To be able to upgrade the managed servers at Update 2 you will have to import the 7.2 content repository. The upgrade operation does not need to go through all subsequent releases. In our case we don’t need to upgrade the system at 7.1 release and then at 7.2 release. You can upgrade directly to 7.2.
For the import process, besides configuring redhat_import.conf you need to add at the end of the file the following three lines:
[rhel-7-server-rpms{7.2-x86_64}]
platform=Red Hat Enterprise Linux Server 7 X86_64
enabled=1
This assigns a platform for the Update 2 content repository and enables it for import.
Setting up repo.restrict custom attributes
By default, the Red Hat Importer tool imports packages in specific folders. Each minor release version will be imported in its own path. For example, the packages for Red Hat Enterprise Linux 7 Update 2 will be stored in /RHSM/Packages/Red Hat Enterprise Linux 7 Server (RPMS) (7.2-x86_64)
folder. Similarly, content for 7.1 and 7.0 will be imported in their own custom folder.
Note This step is mandatory for dynamic policies. For software policies, although not mandatory, having a repo.restrict in place is recommended when remediating the content software policy.
Typically, a content repository can have thousands of packages but not all of them are eligible for upgrade. The scan procedure queries the managed server for the RPMs already installed. Then it will mark only RPMs with newer version than the ones installed for upgrade.
The scan mechanism by default – builds an RPM repository with all available RPM packages in SA Software Repository. If you have content imported for 7.1 and 7.2, the repo will contain packages for both releases. The repo.restrict
custom attribute comes in handy when you want to upgrade some machines at Update 1 and some others at Update 2. It will help you restrict the folders in the SA Library that the server has access to. All other folders will be inaccessible to the server. This gives you folder-level control over which versions of RPMs can be applied to a given server, allowing you to precisely upgrade to a specific version per each managed server.

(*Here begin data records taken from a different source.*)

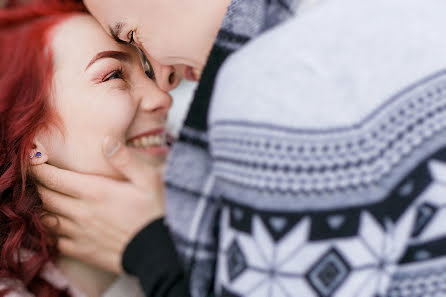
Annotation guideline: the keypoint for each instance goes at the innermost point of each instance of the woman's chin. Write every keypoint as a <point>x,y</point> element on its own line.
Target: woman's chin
<point>156,155</point>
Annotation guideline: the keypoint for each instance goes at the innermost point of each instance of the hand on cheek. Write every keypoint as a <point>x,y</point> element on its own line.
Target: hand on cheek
<point>97,216</point>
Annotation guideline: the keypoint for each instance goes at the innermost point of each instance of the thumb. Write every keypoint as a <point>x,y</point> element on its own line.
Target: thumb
<point>132,167</point>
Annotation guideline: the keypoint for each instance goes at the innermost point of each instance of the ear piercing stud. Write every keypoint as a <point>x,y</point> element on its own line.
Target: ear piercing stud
<point>37,155</point>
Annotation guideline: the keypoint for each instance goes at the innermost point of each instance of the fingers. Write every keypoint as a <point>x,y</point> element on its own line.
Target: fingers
<point>134,169</point>
<point>58,203</point>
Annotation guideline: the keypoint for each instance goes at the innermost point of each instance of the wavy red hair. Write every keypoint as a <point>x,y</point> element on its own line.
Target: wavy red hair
<point>25,86</point>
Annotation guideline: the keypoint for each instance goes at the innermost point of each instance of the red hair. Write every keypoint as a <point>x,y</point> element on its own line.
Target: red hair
<point>25,83</point>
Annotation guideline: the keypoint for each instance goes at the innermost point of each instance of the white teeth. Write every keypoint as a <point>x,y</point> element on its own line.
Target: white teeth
<point>148,141</point>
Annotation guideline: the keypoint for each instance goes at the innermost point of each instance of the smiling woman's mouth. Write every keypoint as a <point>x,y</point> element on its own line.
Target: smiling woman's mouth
<point>148,141</point>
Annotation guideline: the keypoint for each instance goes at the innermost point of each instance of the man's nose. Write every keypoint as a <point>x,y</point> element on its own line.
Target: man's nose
<point>167,77</point>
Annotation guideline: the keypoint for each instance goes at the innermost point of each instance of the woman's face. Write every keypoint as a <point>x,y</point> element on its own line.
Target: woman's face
<point>172,31</point>
<point>101,89</point>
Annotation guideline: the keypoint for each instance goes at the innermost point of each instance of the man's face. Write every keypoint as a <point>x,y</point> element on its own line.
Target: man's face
<point>170,31</point>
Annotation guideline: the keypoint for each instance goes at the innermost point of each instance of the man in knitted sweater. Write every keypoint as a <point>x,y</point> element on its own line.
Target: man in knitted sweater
<point>314,165</point>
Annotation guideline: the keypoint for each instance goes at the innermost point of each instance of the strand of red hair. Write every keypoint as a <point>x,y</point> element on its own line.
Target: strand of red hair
<point>25,84</point>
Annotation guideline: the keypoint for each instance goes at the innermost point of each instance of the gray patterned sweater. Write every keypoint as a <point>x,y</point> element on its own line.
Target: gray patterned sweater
<point>319,168</point>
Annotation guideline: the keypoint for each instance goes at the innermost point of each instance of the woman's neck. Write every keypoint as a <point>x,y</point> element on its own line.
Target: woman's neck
<point>90,280</point>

In other words, please set the repo.restrict custom attribute value to the path where Update 2 packages are located. This can be set per device, or per device group. You can even set it on the dynamic patch policy/software policy if you are sure that the policy will be attached only on devices that need to be upgraded to the 7.2 release.
For more information about repo.restrict, see Manage Red Hat patches.
Scaning managed servers
This step only applies to dynamic patch policies. Once the custom attribute is set you need to create a dynamic patch policy , attach it on the devices that need to be upgraded and then run a patch compliance scan. This will trigger the actual scanning for building the recommended RPMs to install.

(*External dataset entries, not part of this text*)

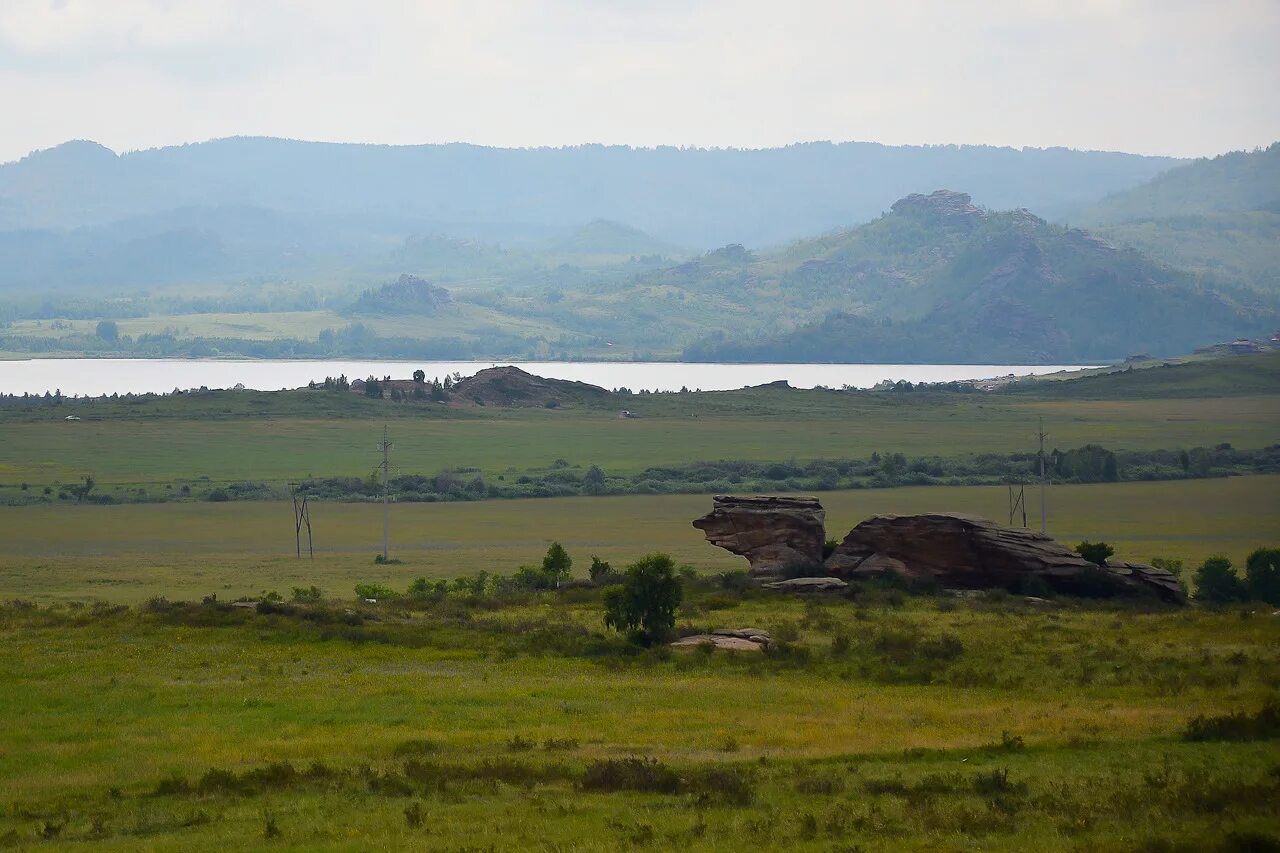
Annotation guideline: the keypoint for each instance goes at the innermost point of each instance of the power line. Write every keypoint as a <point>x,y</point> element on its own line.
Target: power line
<point>385,447</point>
<point>1042,437</point>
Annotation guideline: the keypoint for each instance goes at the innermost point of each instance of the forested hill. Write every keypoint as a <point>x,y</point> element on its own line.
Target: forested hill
<point>682,196</point>
<point>1229,183</point>
<point>1219,217</point>
<point>941,279</point>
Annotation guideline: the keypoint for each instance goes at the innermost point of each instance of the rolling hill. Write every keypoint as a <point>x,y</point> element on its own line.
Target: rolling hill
<point>1219,218</point>
<point>941,279</point>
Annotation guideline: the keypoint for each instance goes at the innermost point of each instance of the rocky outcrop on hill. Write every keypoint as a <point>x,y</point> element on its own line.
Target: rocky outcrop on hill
<point>947,548</point>
<point>771,532</point>
<point>968,552</point>
<point>511,386</point>
<point>938,205</point>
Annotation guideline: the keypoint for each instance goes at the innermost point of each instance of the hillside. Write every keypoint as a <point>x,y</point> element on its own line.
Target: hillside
<point>941,279</point>
<point>684,196</point>
<point>1219,218</point>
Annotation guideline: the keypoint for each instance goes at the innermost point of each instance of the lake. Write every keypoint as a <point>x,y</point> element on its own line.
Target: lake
<point>95,377</point>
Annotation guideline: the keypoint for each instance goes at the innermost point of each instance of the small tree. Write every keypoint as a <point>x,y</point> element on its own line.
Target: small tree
<point>1095,552</point>
<point>82,491</point>
<point>644,605</point>
<point>600,570</point>
<point>108,331</point>
<point>1216,582</point>
<point>593,482</point>
<point>1262,575</point>
<point>557,564</point>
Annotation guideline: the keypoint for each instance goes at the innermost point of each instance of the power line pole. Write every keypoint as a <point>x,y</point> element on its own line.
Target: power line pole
<point>387,496</point>
<point>1042,437</point>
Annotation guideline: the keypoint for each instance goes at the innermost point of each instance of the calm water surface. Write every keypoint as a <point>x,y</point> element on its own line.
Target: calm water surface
<point>96,377</point>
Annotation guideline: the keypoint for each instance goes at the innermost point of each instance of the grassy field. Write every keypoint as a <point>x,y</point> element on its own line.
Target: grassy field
<point>132,552</point>
<point>275,437</point>
<point>880,723</point>
<point>932,725</point>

Remediating the patch policy
In case the patching happens with dynamic patch policies you can remediate the recommended patches – discovered in the previous step - by starting a remediation job against the dynamic patch policy previously attached to the managed servers. For more information, see Policy management.
For patching with static software policy things are a little bit different. You can’t benefit from the scanning procedure that occurred in the previous step. You will have to remediate all packages imported from the minor content repository. Fortunately – redhat_importer tool already groups all imported packages into a software policy. Using the default configurations for the importer the policy you can find the policy in SA Client under /RHSM/Content/ Red Hat Enterprise Linux 7 Server (RPMs) (7.2-x86_64) Policy
.
The remediation job for this policy will determine the eligible packages for upgrade in the analyze phase and install them.
Note HPE recommends upgrading minor releases through dynamic patch policies because it offers better performance.
Keeping a minor release up to date
Patching a Red Hat minor release with fixes, updates and security errata involves exactly the same steps used for upgrading. Just make sure that repo.restrict custom attribute restricts the SA repo to the packages corresponding to your particular minor version.